Tendo isso em mente, a Diocese de Nagasaki, juntamente com a Diocese de Hiroshima, iniciou uma parceria com as Dioceses de Seattle e Santa Fé, nos Estados Unidos, com o objetivo comum de trabalhar por um mundo livre de armas nucleares. “Acho muito relevante fomentar esse tipo de relacionamento e conexão com outras pessoas”, comentou Nakamura.
Rearmamento e medo
A Conferência Episcopal Japonesa publicou recentemente um documento sobre a paz para comemorar o oitavo aniversário da bomba atômica. O documento levantou uma questão: “O horror e a maldade da guerra são claros para muitos, mas devemos aprender com a experiência de 80 anos atrás e lembrar que ideias e valores transmitidos na vida cotidiana mudaram a opinião pública e levaram a conflitos. O Japão está realmente no caminho da paz hoje?”

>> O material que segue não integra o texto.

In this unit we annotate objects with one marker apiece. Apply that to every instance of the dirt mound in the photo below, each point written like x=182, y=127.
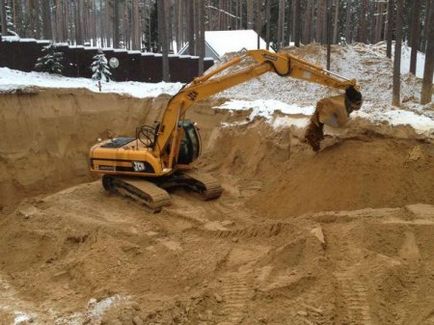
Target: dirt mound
x=273, y=247
x=46, y=135
x=353, y=171
x=84, y=256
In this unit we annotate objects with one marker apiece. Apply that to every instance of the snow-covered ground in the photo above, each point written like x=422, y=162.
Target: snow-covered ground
x=368, y=64
x=270, y=93
x=14, y=79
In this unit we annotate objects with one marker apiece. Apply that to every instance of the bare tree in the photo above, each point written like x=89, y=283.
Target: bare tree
x=396, y=98
x=46, y=19
x=426, y=95
x=328, y=30
x=363, y=26
x=4, y=24
x=308, y=21
x=136, y=34
x=390, y=25
x=415, y=34
x=162, y=24
x=201, y=40
x=336, y=22
x=250, y=12
x=349, y=22
x=297, y=30
x=267, y=21
x=191, y=36
x=280, y=23
x=426, y=24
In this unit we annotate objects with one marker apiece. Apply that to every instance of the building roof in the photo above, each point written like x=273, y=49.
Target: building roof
x=218, y=43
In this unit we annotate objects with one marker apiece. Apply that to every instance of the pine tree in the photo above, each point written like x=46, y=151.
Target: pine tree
x=100, y=68
x=51, y=62
x=8, y=21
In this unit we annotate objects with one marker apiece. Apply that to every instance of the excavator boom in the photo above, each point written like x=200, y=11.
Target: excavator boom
x=161, y=155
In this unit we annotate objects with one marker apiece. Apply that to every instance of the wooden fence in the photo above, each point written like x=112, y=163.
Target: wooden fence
x=21, y=54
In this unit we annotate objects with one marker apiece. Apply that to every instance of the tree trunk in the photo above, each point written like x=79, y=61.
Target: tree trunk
x=307, y=23
x=163, y=38
x=319, y=21
x=390, y=26
x=250, y=11
x=426, y=95
x=190, y=11
x=363, y=30
x=201, y=42
x=280, y=23
x=3, y=18
x=297, y=30
x=415, y=35
x=268, y=22
x=349, y=23
x=116, y=18
x=78, y=23
x=396, y=99
x=46, y=20
x=258, y=22
x=336, y=22
x=328, y=30
x=136, y=35
x=426, y=25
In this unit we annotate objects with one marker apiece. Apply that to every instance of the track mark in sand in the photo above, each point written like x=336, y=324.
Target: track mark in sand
x=354, y=295
x=264, y=230
x=418, y=301
x=11, y=307
x=236, y=294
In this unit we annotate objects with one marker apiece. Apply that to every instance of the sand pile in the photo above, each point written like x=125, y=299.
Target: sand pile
x=362, y=168
x=339, y=237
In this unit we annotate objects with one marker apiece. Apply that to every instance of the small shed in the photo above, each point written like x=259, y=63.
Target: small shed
x=218, y=43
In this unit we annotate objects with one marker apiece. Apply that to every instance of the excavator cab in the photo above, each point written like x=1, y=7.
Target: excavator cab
x=190, y=146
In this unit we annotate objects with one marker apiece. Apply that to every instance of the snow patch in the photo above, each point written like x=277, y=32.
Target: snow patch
x=11, y=80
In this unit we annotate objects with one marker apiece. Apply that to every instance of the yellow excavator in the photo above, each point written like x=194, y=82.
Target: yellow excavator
x=160, y=157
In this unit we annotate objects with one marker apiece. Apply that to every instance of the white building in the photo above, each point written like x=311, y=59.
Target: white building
x=218, y=43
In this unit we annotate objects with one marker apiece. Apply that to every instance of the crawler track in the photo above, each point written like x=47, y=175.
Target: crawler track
x=140, y=190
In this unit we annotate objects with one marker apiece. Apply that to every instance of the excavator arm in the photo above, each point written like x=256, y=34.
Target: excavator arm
x=283, y=64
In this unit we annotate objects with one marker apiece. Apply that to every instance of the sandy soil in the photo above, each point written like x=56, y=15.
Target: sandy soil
x=339, y=237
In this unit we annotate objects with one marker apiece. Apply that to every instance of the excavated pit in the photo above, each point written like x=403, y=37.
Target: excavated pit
x=342, y=236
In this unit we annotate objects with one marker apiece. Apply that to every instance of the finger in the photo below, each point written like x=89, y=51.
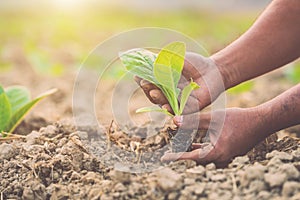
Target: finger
x=193, y=121
x=196, y=146
x=192, y=105
x=158, y=97
x=168, y=157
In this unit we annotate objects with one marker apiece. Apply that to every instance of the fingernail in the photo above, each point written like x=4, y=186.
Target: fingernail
x=178, y=120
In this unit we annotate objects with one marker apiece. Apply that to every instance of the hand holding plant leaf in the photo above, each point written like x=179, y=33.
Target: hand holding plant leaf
x=15, y=103
x=164, y=71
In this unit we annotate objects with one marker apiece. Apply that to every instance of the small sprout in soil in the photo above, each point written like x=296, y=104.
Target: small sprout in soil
x=15, y=103
x=164, y=71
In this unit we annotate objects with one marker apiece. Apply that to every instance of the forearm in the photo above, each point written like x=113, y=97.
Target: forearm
x=271, y=42
x=279, y=113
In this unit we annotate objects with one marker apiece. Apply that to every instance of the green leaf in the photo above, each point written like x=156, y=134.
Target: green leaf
x=21, y=112
x=5, y=109
x=167, y=71
x=163, y=70
x=140, y=63
x=186, y=93
x=171, y=60
x=18, y=96
x=153, y=109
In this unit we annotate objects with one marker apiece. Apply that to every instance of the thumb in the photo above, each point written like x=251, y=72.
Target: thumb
x=193, y=121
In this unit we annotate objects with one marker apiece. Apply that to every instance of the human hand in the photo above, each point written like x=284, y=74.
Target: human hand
x=232, y=132
x=203, y=71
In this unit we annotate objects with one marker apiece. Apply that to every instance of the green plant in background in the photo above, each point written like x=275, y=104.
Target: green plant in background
x=164, y=71
x=15, y=103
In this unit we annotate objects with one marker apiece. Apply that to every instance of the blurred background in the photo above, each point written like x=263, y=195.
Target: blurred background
x=42, y=43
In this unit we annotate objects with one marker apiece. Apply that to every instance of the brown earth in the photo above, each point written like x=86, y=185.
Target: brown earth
x=55, y=160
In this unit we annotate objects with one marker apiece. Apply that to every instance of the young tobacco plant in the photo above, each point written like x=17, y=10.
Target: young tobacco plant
x=15, y=103
x=163, y=70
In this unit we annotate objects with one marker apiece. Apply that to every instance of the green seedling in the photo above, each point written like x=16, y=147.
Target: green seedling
x=164, y=71
x=15, y=103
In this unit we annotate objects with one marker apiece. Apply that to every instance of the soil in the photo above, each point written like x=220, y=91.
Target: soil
x=54, y=160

Para o arcebispo de Nagasaki, “considerando a expansão dos armamentos e o atual sistema educacional no Japão, é difícil dizer que o país está realmente no caminho da paz. A sociedade japonesa também é altamente competitiva, frequentemente dominada pela busca do lucro e pelo materialismo acentuado. Em tal sociedade, existe o risco de guerras baseadas em luta e conquista.”
A questão levantada pelos bispos japoneses no documento decorre da recente implantação de sistemas de mísseis em Okinawa e nas Ilhas Nansei “para fins defensivos”. “Mesmo na região de Kyushu, bases militares estão sendo reforçadas para fins defensivos”, explicou o prelado. Questionado sobre como os jovens estão reagindo a esse aumento militar, ele enfatizou: “Acredito que muitos jovens, não apenas católicos, não têm uma compreensão real de quão trágica e desumana é a guerra. Embora a educação para a paz seja ensinada nas escolas, ela é principalmente teórica ou puramente factual. Recentemente, soube-se que o Ministério da Defesa enviou às escolas panfletos explicando em termos acessíveis a ‘necessidade e legitimidade da defesa’.”

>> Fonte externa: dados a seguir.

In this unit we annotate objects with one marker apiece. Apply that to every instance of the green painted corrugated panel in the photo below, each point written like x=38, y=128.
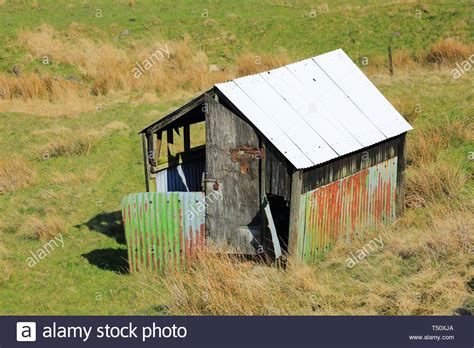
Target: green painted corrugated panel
x=347, y=208
x=163, y=229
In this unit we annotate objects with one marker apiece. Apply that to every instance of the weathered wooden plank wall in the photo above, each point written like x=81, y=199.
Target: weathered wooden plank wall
x=234, y=220
x=278, y=172
x=347, y=208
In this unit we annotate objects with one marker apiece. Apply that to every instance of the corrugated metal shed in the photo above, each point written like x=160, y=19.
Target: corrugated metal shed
x=317, y=109
x=163, y=229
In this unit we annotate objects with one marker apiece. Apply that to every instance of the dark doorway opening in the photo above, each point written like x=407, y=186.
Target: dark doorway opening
x=280, y=209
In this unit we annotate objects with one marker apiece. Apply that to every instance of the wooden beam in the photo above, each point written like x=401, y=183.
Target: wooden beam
x=145, y=162
x=170, y=142
x=296, y=185
x=159, y=137
x=186, y=137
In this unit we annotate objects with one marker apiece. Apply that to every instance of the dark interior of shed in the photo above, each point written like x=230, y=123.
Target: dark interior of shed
x=180, y=143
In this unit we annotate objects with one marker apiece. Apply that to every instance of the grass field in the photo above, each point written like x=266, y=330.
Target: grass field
x=69, y=151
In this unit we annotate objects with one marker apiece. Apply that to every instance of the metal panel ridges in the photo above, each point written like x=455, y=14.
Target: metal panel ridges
x=163, y=229
x=346, y=209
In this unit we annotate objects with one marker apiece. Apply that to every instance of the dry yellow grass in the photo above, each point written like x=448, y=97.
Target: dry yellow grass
x=426, y=142
x=172, y=64
x=252, y=63
x=63, y=178
x=44, y=228
x=68, y=143
x=16, y=174
x=420, y=270
x=448, y=51
x=5, y=270
x=115, y=126
x=159, y=66
x=431, y=181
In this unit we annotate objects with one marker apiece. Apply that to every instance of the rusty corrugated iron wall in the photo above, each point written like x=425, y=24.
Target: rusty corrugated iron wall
x=346, y=208
x=163, y=229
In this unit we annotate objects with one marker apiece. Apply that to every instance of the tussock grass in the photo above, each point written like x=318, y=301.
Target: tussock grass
x=448, y=51
x=16, y=174
x=69, y=143
x=442, y=54
x=63, y=178
x=44, y=228
x=5, y=270
x=174, y=64
x=115, y=126
x=426, y=142
x=223, y=284
x=420, y=270
x=431, y=181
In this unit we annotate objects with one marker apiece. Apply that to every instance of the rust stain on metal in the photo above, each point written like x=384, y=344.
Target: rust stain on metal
x=163, y=229
x=347, y=208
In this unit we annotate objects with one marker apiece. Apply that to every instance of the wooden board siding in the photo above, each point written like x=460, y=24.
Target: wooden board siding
x=277, y=172
x=234, y=220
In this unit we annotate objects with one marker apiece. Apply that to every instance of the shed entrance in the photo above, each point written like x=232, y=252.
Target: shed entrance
x=233, y=218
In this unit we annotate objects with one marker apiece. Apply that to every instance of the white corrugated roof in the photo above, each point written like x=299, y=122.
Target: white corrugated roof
x=317, y=109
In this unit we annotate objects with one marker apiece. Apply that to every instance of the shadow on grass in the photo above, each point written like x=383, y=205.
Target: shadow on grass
x=109, y=224
x=109, y=259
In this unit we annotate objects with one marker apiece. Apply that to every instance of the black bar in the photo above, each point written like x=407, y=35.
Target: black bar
x=243, y=331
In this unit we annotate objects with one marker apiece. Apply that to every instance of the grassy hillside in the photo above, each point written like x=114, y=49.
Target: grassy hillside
x=69, y=151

Para o arcebispo, a Igreja “deve garantir que a educação escolar não se torne, sem que percebamos, unilateral e voltada para a preparação para a guerra, promovendo a ideia enganosa de que a paz pode ser alcançada pela força militar”. Nesse contexto, Nakamura observou: “a Igreja tem o dever de testemunhar o amor, o perdão e a entrega aos outros, não apenas com palavras, mas com um estilo de vida concreto”.
“Lutar” pela paz
O arcebispo recordou que durante a Segunda Guerra Mundial, “o Japão também cometeu atos cruéis e desprezíveis contra outros países. Na época, porém, diante desses horrores, a Igreja Católica Japonesa não conseguiu expressar forte antítese ou protesto. Uma razão pode ter sido que, durante a guerra, os cristãos eram chamados de ‘yaso‘ (um termo depreciativo para cristãos, ndr.) e discriminados por serem considerados ‘antipatriotas’. Qualquer pessoa que se opusesse ao conflito, mesmo os não cristãos, era rotulada assim. Apesar disso, acredito que, mesmo correndo o risco de perseguição, faltou-lhes a coragem ou a força para clamar pela paz.”
“Hoje, porém, a Conferência Episcopal pode e deve difundir mensagens de paz. E, claro, rezar pela paz. Após a visita de dois Papas ao Japão, o povo japonês percebeu mais profundamente o relevante papel da Igreja na promoção da paz. Apoiada pela mensagem e pelo compromisso do Sucessor de Pedro, a Igreja no Japão, como nação atingida por bombas atômicas, acredita que pode cumprir cada vez mais seu dever de mensageira da paz.”